The immune system plays a critical role in cancer prevention and development. The stimulation of natural immune reaction in a cancer patient by adoptive T-cell therapy has shown success in treating metastatic melanomas and renal cell carcinomas. However, the use of adoptive T-cell therapy remains limited due to unpredictable outcomes and low response rates. In particular, adoptive T-cell therapy for breast cancer has not been realized, despite of the presence of immunogenic antigens such as over-expressed HER2, present in 20-40% of breast tumours.
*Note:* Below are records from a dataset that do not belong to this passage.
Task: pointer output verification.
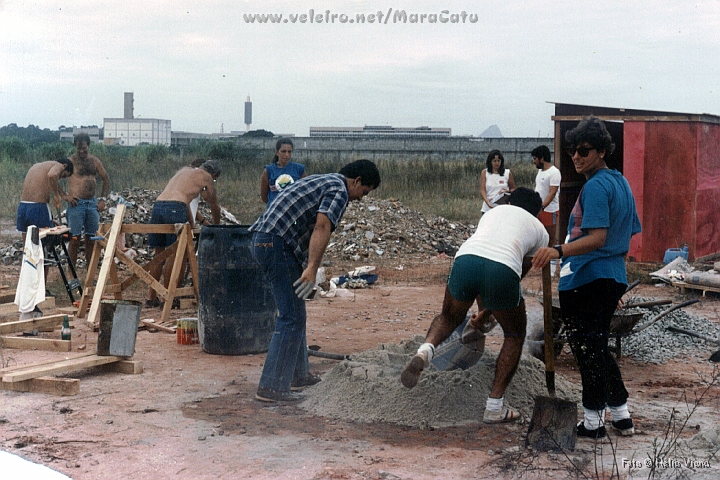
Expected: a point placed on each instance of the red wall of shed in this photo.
(708, 190)
(670, 185)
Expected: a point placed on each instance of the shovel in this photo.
(715, 357)
(554, 421)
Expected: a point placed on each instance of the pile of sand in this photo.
(367, 389)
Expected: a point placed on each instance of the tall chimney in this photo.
(129, 106)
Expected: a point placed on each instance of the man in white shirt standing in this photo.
(547, 184)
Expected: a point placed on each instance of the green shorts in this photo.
(496, 284)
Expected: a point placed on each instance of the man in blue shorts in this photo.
(41, 183)
(83, 208)
(487, 269)
(173, 206)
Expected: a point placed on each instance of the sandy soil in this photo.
(192, 415)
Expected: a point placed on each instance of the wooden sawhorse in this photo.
(183, 248)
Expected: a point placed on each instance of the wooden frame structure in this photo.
(183, 249)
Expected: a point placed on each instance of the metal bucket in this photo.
(119, 320)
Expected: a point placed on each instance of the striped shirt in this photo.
(292, 214)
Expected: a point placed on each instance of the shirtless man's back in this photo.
(82, 212)
(173, 206)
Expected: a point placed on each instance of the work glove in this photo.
(304, 289)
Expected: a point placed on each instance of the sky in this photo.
(502, 63)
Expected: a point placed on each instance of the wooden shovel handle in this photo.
(548, 331)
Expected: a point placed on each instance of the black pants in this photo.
(587, 312)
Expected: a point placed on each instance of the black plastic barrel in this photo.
(236, 314)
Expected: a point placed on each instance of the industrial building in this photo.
(378, 131)
(129, 131)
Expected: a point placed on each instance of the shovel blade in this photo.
(553, 425)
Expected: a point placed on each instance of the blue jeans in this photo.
(83, 215)
(287, 358)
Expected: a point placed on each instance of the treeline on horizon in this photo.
(449, 189)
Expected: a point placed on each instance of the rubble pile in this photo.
(385, 229)
(374, 229)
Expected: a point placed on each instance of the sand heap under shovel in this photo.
(367, 389)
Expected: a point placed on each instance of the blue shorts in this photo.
(83, 216)
(33, 213)
(165, 213)
(495, 283)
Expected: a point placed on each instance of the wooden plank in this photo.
(63, 366)
(11, 308)
(152, 325)
(30, 324)
(48, 385)
(108, 261)
(46, 362)
(129, 367)
(149, 228)
(704, 288)
(29, 343)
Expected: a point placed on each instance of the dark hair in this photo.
(81, 137)
(364, 169)
(69, 167)
(528, 200)
(541, 152)
(594, 132)
(212, 167)
(282, 141)
(488, 162)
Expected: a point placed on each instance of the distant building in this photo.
(378, 131)
(69, 136)
(129, 132)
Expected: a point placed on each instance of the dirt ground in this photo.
(193, 415)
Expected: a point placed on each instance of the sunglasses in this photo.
(582, 151)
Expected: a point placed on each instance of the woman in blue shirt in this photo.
(280, 169)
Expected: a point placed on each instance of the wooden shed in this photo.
(672, 162)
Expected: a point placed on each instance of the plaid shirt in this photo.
(292, 214)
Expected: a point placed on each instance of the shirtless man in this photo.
(83, 208)
(41, 183)
(173, 206)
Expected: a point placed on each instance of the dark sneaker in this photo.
(596, 433)
(308, 381)
(624, 427)
(267, 395)
(411, 373)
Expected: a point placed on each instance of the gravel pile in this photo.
(657, 345)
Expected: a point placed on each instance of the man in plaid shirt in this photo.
(289, 241)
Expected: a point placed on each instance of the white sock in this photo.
(619, 413)
(594, 419)
(427, 351)
(494, 404)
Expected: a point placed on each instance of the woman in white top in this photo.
(496, 181)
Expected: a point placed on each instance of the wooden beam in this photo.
(62, 366)
(48, 385)
(11, 308)
(30, 343)
(149, 228)
(31, 324)
(108, 261)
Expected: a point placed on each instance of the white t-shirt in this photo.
(543, 181)
(494, 184)
(505, 235)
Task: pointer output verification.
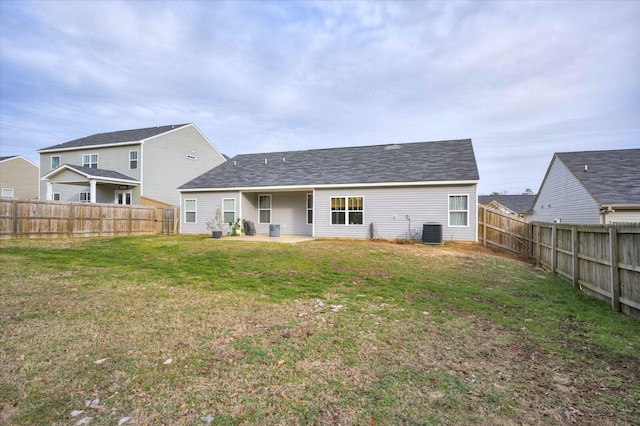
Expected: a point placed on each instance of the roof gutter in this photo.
(328, 186)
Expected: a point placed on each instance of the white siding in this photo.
(114, 158)
(21, 176)
(623, 216)
(288, 209)
(563, 197)
(166, 166)
(388, 208)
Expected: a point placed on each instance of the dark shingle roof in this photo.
(121, 136)
(409, 162)
(612, 177)
(517, 203)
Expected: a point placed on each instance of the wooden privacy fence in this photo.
(600, 260)
(504, 231)
(47, 219)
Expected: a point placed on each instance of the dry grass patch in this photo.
(183, 331)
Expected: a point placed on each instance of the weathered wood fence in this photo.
(600, 260)
(47, 219)
(504, 231)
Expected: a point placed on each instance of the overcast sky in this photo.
(521, 79)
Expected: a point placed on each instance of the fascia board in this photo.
(78, 148)
(329, 186)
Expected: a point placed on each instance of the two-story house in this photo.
(19, 177)
(140, 166)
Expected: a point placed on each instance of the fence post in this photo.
(537, 225)
(15, 219)
(71, 219)
(554, 246)
(574, 252)
(484, 226)
(615, 271)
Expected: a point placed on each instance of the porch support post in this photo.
(49, 196)
(92, 183)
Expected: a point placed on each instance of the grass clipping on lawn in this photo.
(187, 330)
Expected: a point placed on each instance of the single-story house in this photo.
(19, 177)
(380, 191)
(509, 204)
(590, 187)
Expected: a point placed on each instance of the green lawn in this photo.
(191, 330)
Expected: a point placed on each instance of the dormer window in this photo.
(90, 160)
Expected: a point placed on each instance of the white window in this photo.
(458, 210)
(347, 210)
(309, 208)
(90, 160)
(133, 160)
(190, 210)
(264, 207)
(229, 210)
(123, 197)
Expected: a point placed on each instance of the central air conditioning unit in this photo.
(432, 233)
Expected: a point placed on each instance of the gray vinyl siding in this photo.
(388, 208)
(563, 197)
(21, 176)
(206, 205)
(288, 209)
(623, 216)
(114, 158)
(166, 165)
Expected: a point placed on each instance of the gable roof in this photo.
(443, 161)
(611, 177)
(15, 157)
(517, 203)
(93, 173)
(119, 137)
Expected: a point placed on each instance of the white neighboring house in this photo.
(385, 191)
(19, 177)
(140, 166)
(590, 187)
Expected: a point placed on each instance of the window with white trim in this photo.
(229, 210)
(133, 160)
(347, 210)
(90, 160)
(458, 210)
(264, 208)
(309, 209)
(190, 211)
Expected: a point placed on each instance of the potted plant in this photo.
(215, 224)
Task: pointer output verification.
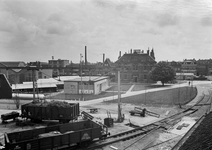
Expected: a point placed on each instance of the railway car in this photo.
(56, 137)
(41, 111)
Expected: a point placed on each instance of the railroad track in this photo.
(144, 131)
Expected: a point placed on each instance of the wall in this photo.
(71, 87)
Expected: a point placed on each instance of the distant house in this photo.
(135, 66)
(185, 76)
(175, 65)
(189, 66)
(13, 75)
(39, 74)
(58, 63)
(86, 85)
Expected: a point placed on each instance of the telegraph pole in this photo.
(119, 99)
(33, 83)
(81, 76)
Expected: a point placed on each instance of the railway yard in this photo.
(164, 127)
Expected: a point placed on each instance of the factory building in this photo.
(87, 85)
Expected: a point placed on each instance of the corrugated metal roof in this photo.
(30, 86)
(58, 80)
(89, 78)
(185, 74)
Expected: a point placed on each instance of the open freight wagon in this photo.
(55, 137)
(51, 111)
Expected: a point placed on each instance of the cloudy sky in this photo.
(36, 30)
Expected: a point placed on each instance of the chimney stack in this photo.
(85, 55)
(119, 54)
(103, 58)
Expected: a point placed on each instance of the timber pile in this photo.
(59, 104)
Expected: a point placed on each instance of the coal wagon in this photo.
(62, 111)
(56, 137)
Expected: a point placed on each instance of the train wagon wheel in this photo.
(84, 144)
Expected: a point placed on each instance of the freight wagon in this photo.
(62, 111)
(56, 137)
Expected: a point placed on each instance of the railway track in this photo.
(146, 130)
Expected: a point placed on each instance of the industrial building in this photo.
(87, 85)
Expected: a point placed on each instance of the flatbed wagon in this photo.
(55, 137)
(42, 111)
(12, 115)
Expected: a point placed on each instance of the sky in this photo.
(36, 30)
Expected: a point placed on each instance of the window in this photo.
(125, 76)
(145, 76)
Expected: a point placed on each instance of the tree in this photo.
(162, 72)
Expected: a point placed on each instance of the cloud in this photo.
(206, 21)
(152, 30)
(167, 19)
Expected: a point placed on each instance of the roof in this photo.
(201, 137)
(58, 80)
(88, 78)
(185, 74)
(13, 64)
(135, 58)
(30, 86)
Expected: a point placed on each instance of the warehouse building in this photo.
(87, 85)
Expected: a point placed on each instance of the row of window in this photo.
(129, 76)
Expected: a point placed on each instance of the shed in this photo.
(87, 85)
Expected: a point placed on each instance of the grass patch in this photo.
(139, 87)
(123, 87)
(169, 97)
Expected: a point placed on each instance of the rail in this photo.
(148, 129)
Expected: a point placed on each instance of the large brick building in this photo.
(135, 66)
(58, 63)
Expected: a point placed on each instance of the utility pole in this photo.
(81, 75)
(119, 100)
(33, 84)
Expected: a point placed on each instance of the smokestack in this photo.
(103, 58)
(119, 54)
(85, 55)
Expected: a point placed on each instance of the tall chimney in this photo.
(85, 55)
(103, 58)
(119, 54)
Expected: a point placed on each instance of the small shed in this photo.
(87, 85)
(185, 76)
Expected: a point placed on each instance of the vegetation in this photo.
(162, 72)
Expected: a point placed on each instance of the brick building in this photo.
(189, 66)
(135, 66)
(58, 63)
(13, 75)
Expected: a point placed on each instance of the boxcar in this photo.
(55, 137)
(43, 112)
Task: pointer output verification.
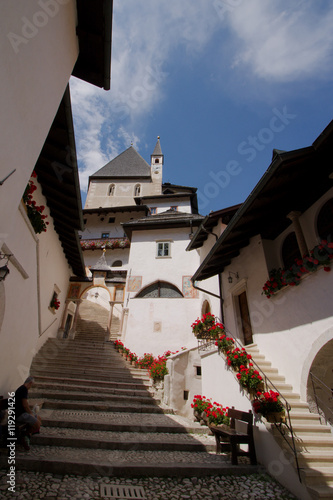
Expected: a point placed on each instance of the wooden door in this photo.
(245, 318)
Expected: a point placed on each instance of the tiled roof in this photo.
(128, 164)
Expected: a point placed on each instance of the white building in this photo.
(145, 226)
(43, 44)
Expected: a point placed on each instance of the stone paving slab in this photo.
(37, 486)
(55, 436)
(141, 421)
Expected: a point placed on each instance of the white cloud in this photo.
(284, 41)
(278, 41)
(145, 35)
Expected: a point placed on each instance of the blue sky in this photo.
(222, 82)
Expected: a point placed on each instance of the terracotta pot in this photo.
(276, 417)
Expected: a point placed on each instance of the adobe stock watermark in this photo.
(30, 27)
(249, 148)
(224, 7)
(125, 103)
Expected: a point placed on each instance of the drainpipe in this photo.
(220, 282)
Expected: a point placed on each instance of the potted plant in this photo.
(225, 343)
(237, 358)
(250, 379)
(217, 415)
(269, 405)
(207, 327)
(158, 369)
(199, 405)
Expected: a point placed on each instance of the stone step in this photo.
(78, 438)
(42, 386)
(135, 384)
(81, 461)
(120, 422)
(302, 417)
(318, 475)
(88, 397)
(321, 492)
(316, 458)
(117, 369)
(106, 406)
(314, 442)
(87, 374)
(305, 428)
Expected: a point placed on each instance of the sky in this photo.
(222, 82)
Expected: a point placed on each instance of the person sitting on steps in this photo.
(23, 412)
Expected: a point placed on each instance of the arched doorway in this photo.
(320, 383)
(205, 308)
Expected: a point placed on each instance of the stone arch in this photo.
(205, 308)
(323, 343)
(156, 286)
(2, 302)
(95, 286)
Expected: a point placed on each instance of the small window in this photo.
(325, 221)
(290, 250)
(117, 263)
(163, 249)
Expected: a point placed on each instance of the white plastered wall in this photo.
(220, 384)
(290, 327)
(159, 324)
(38, 265)
(38, 51)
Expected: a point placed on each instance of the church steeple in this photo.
(156, 163)
(157, 158)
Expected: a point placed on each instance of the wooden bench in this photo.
(225, 434)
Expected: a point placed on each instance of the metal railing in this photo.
(206, 344)
(322, 408)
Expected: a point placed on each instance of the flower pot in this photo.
(276, 417)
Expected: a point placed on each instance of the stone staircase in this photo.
(99, 416)
(92, 322)
(314, 441)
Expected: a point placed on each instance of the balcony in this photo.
(107, 243)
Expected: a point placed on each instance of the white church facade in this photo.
(143, 227)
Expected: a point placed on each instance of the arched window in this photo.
(325, 221)
(117, 263)
(290, 250)
(205, 308)
(160, 289)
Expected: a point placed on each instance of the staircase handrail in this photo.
(268, 384)
(317, 398)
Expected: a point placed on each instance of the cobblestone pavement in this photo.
(37, 486)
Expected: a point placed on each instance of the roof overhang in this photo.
(209, 223)
(294, 181)
(57, 173)
(160, 223)
(110, 210)
(94, 31)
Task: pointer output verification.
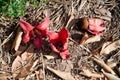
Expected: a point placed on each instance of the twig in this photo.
(90, 74)
(6, 40)
(43, 67)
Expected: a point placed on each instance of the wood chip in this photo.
(111, 47)
(87, 73)
(63, 75)
(17, 41)
(103, 65)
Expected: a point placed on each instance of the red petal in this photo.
(96, 26)
(53, 36)
(26, 26)
(26, 37)
(38, 42)
(63, 35)
(44, 25)
(65, 54)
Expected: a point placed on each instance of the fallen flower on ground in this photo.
(35, 32)
(58, 42)
(93, 25)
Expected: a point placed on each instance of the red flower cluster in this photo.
(58, 41)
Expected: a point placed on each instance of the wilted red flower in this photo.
(94, 25)
(58, 42)
(35, 32)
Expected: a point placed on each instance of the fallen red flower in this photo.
(58, 42)
(94, 25)
(36, 32)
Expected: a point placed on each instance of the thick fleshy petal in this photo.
(96, 26)
(44, 25)
(53, 36)
(65, 54)
(38, 42)
(63, 35)
(26, 37)
(26, 26)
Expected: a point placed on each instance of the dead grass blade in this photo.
(63, 75)
(102, 64)
(90, 74)
(110, 47)
(17, 40)
(7, 39)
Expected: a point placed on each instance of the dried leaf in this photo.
(40, 74)
(7, 39)
(110, 47)
(21, 65)
(17, 41)
(103, 65)
(93, 39)
(63, 75)
(111, 76)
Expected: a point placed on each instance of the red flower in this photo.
(93, 25)
(35, 32)
(58, 42)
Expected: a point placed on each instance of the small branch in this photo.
(102, 64)
(43, 66)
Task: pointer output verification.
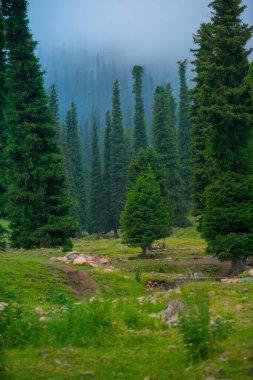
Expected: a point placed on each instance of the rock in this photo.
(198, 275)
(173, 310)
(39, 310)
(246, 279)
(220, 371)
(250, 372)
(80, 260)
(73, 255)
(43, 319)
(251, 272)
(3, 305)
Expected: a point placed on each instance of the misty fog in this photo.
(86, 44)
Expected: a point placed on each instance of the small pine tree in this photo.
(165, 143)
(140, 135)
(144, 219)
(184, 131)
(38, 205)
(118, 161)
(96, 210)
(76, 170)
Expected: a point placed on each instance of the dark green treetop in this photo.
(118, 160)
(96, 205)
(166, 144)
(230, 118)
(140, 135)
(38, 205)
(76, 166)
(184, 137)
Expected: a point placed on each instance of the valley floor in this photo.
(65, 321)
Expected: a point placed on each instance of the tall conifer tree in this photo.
(118, 161)
(96, 206)
(184, 131)
(140, 135)
(76, 167)
(107, 173)
(228, 214)
(200, 167)
(165, 143)
(3, 130)
(38, 204)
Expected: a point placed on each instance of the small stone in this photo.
(250, 372)
(43, 319)
(39, 310)
(246, 279)
(3, 305)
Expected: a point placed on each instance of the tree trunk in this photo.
(237, 266)
(144, 251)
(116, 235)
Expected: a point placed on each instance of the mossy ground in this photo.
(114, 336)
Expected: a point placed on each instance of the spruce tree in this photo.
(184, 131)
(227, 222)
(54, 110)
(118, 161)
(38, 205)
(140, 135)
(165, 143)
(76, 169)
(107, 174)
(96, 220)
(144, 218)
(3, 130)
(200, 167)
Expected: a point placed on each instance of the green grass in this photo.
(110, 332)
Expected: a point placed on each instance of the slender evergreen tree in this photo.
(165, 143)
(38, 205)
(200, 166)
(54, 110)
(3, 130)
(76, 169)
(107, 174)
(144, 218)
(96, 206)
(140, 135)
(118, 161)
(227, 222)
(184, 131)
Using a unique transgenic mouse model, the global profiles of gene expression, miRNA abundance and single nucleotide variants (SNVs) were investigated to identify the molecular difference of murine mammary tumours with isogenic background, which exhibited complete regression (CR), partial regression (PR) or progressive disease (PD) outcome of adoptive T-cell therapy. The bioinformatics analyses were further carried out to identify uniquely activated pathways, prognostic gene expression signatures, the effect of post-transcriptional gene regulation and mutated genes unique to tumours with specific outcome. The largest differences in gene expression, miRNA and SNV profiles were repeatedly observed between the regressing (CR, PR) and non-regressing (PD) tumours, supporting the attribution of molecular differences to the immunotherapy outcome. In particular, the gene expression signatures derived from genes in immune-related pathways were experimentally validated to be strong prognostic markers for predicting the CR outcome. Comparison with the human breast cancer subtypes further revealed similarities of the non-regressing tumours with the basal subtype, and the regressing tumours with the HER2 subtype. The difference in miRNA profiles between CR and PR tumours suggested potential translational activities unique to PR, which was nearly identical to CR at the transcriptome level. The findings from this study show that tumour-derivied factors that either promote or suppress the immune system are responsible for the varying outcome of immunotherapy, and that the molecular characteristics can be further applied for the development of clinical prognostic tools, cancer vaccines and drug targets to enhance the efficacy of adoptive T-cell therapy.